Aware of the fact that the academy is not very well known to the general public, Cohen and the public relations staff have devoted much effort to making the institution known and to get the public involved.
“Our website has been renewed in Hebrew and English (www.academy.ac.il). We hold lectures on a variety of subjects, from migrations to revolutions, that are open to the public.”
Eager to reach out to the periphery, the academy organized lectures on the humanities in the North and South and lectures in Jerusalem for high school teachers and pupils. It is also involved in the annual Intel-Israel Young Scientists’ Competition at the Bloomfield Science Museum.
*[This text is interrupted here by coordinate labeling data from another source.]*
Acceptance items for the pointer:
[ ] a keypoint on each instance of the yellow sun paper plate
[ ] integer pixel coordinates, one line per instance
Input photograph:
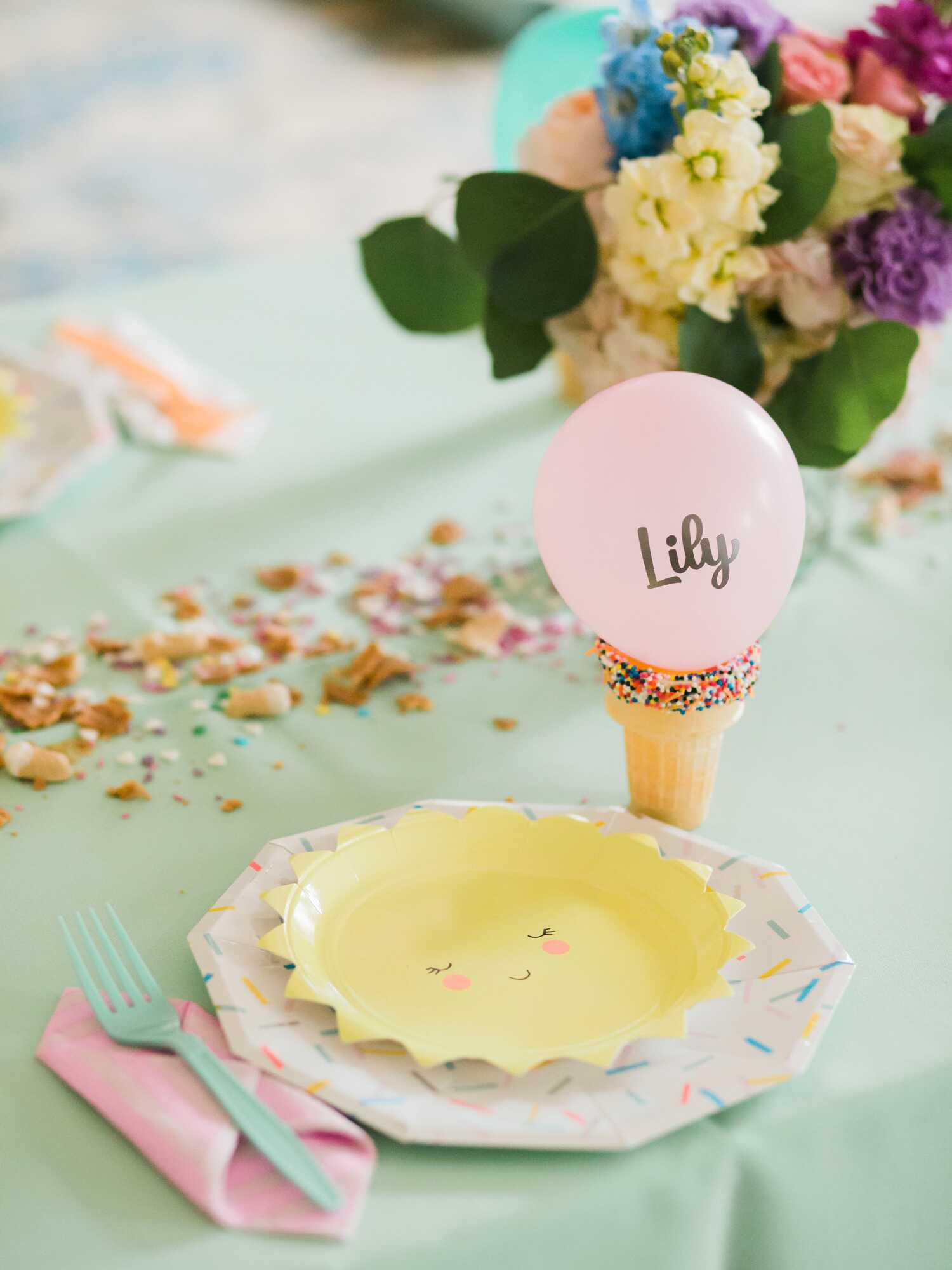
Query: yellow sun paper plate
(503, 939)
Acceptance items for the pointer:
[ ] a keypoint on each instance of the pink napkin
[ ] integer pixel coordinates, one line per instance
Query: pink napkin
(158, 1103)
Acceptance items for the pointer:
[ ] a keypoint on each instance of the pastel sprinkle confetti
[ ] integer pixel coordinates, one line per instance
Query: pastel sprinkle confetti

The academy president is concerned about a seeming decline in the amount of Israeli medical research in hospitals and academia.
“Government investment in science and research has to be higher. Our researchers are getting Nobel Prizes for work they did 30 or 40 years ago, but we have to make sure that young Israeli scientists will get them in the future.”
Since the National Health Insurance reform required public hospitals to avoid deficits, the administration has less incentive to encourage doctors to do research during working time.
“There is so much to do in the hospitals and the clinics that doctors don’t have much time to do research unless they are very motivated and given time off for it,” she said. The academy allocated money to set up a scholarship fund for physician researchers, but the amount is still too small, Cohen added.
“The government must think about longterm priorities. They need to promote a cadre of young doctor researchers.”
The academy has for several years been active in the effort to bring back Israeli emigrant researchers and scientists who work abroad and encourage others to come on aliya. A record number of 3,240 young Israeli researchers n scientific fields have registered with the academy’s center for help in returning home. It recently held a special fair in Jerusalem for those who were visiting and wanted to explore possibilities for their return. Hundreds of them met with representatives of the universities, colleges and private companies, said Cohen, who hosted the participants.
The center was founded in 2007 to fight the “brain drain” of Israeli scientists and other academics abroad. Since then, more than 700 returnees – most from the US, Canada and Europe – have been hired by Israeli universities and colleges. A total of 505 have become tenured faculty members, 76 of them in the last year. Others returned as post-doctoral students and lab managers.
This field is sure to get a boost during Cohen’s presidency, as Israeli researchers abroad and new immigrants in scientific fields are a bonanza for science here.